Tre leggi per salvare la giustizia
Tortura, carceri e droghe: tre proposte di legge di iniziativa popolare per salvare l’Italia dalla condizione di illegalità internazionale e costituzionale, e superare così l’immobilismo della politica, incapace di agire oltre il proprio tornaconto elettorale. A redigerle e depositarle ieri in Cassazione è stato un gruppo di 19 associazioni e organizzazioni, tra cui Antigone, Arci, Giuristi democratici, Cgil, Cnca, Forum droghe e l’Unione delle camere penali (Ucp). Occorrerà raccogliere 50 mila firme in sei mesi per presentare i testi di legge in Parlamento e attendere l’avvio dell’iter.
Tre temi fondamentali per recuperare credibilità nel mondo e per evitare altre condanne della Corte europea dei diritti umani come quella dell’8 gennaio scorso che ci impone riforme «strutturali» nell’ambito penale e penitenziario. A cominciare dall’introduzione del reato di tortura nel nostro codice penale con la formulazione di una fattispecie identica a quella prevista dal testo della convenzione Onu ratificata dall’Italia. Per ridurre l’affollamento penitenziario si propone, poi, l’abolizione del reato di clandestinità , la riforma drastica della legge Cirielli, numero chiuso nelle carceri, liste d’attesa per i condannati, diversificazione delle sanzioni penali, istituzione del garante nazionale dei detenuti e altre riforme per rendere la detenzione in carcere davvero l’extrema ratio. E infine la modifica del testo unico sulle droghe, con il «superamento del paradigma punitivo della legge Fini-Giovanardi»: depenalizzazione del consumo e della coltivazione di marijuana a uso personale e terapeutico, e differenziazione delle sostanze.

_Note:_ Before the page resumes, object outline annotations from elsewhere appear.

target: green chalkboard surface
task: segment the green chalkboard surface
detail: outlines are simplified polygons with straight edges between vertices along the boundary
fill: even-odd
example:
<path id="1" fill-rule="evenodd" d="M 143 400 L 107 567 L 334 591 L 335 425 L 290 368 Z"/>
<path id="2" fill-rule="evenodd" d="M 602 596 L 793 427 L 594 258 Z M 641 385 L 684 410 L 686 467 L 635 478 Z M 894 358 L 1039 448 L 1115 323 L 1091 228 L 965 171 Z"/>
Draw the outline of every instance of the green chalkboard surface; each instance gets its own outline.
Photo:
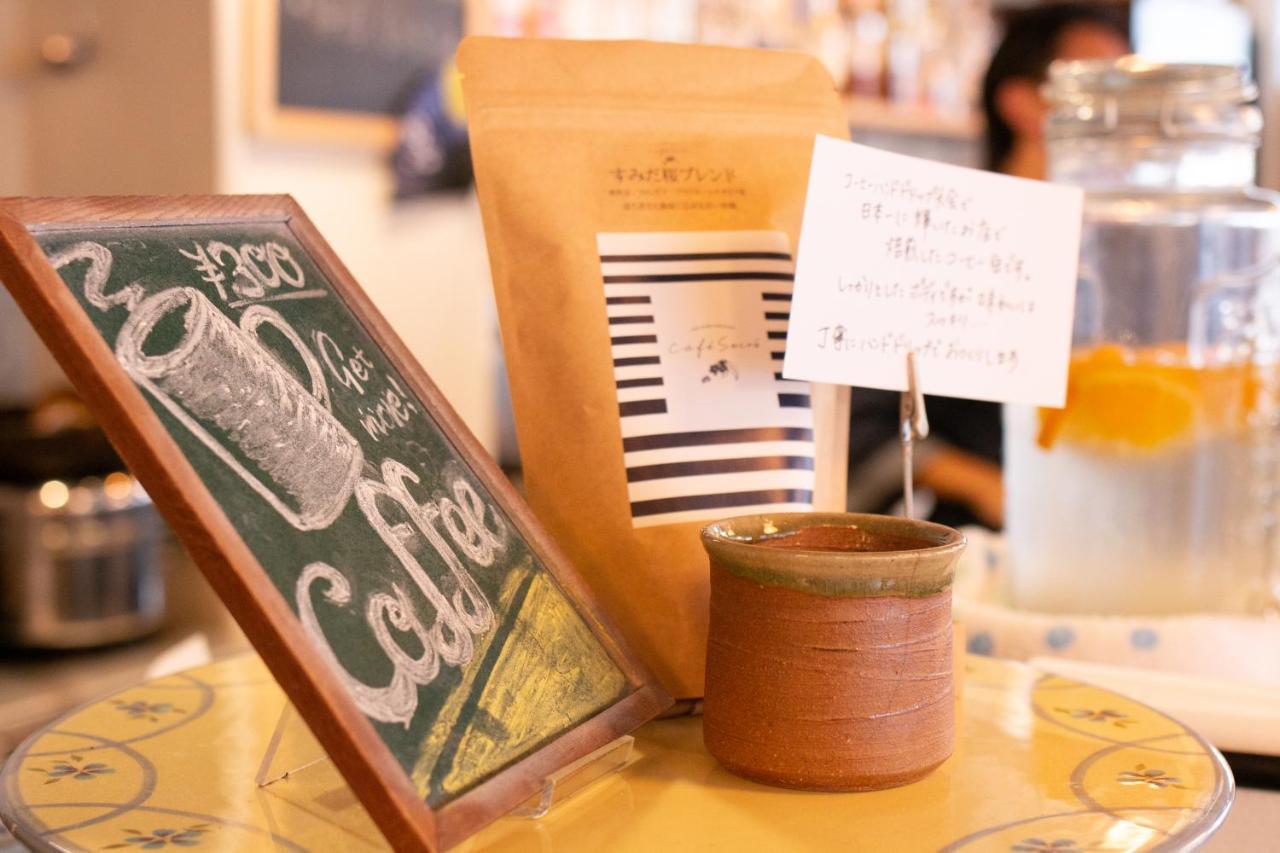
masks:
<path id="1" fill-rule="evenodd" d="M 78 334 L 91 327 L 110 351 L 104 365 L 87 347 L 97 375 L 128 379 L 154 416 L 141 425 L 159 423 L 172 442 L 150 441 L 150 450 L 177 448 L 206 508 L 216 506 L 256 562 L 212 560 L 211 580 L 241 573 L 251 590 L 265 580 L 285 602 L 274 628 L 302 638 L 306 660 L 287 656 L 282 684 L 334 680 L 430 809 L 484 792 L 504 770 L 652 694 L 567 567 L 553 571 L 554 552 L 474 439 L 460 444 L 465 430 L 438 392 L 397 365 L 380 318 L 361 318 L 367 302 L 352 298 L 344 270 L 326 269 L 329 250 L 308 247 L 319 238 L 307 240 L 292 202 L 262 202 L 241 222 L 204 211 L 191 223 L 148 219 L 138 204 L 128 222 L 68 215 L 27 234 L 60 277 L 56 313 L 67 314 L 70 295 Z M 12 274 L 29 273 L 32 259 L 20 246 L 0 248 L 10 255 L 0 275 L 42 320 L 42 305 L 23 293 L 26 275 Z M 73 379 L 83 373 L 76 361 L 64 364 Z M 110 429 L 116 419 L 105 415 Z M 127 419 L 137 425 L 141 412 Z M 152 488 L 150 460 L 140 467 L 127 444 Z M 165 508 L 166 484 L 157 485 Z M 209 521 L 172 512 L 179 532 Z M 198 558 L 209 542 L 196 535 L 195 546 Z M 274 638 L 259 642 L 269 663 Z M 293 698 L 333 754 L 326 719 L 317 725 L 302 704 L 314 697 Z M 570 740 L 566 760 L 588 747 L 581 734 Z M 486 818 L 518 802 L 517 788 L 531 793 L 536 774 L 518 775 L 527 784 L 489 786 L 502 803 L 480 798 Z"/>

Tre proposte tutto sommato «moderate»: l’Ucp si sarebbe spinta oltre, come racconta il presidente Valerio Spigarelli, intervenendo anche sull’obbligatorietà dell’azione penale, sulla responsabilità civile dei giudici e sulla separazione della carriere. Per superare quel modello di zero tollerance importato dagli Stati uniti pre Obama.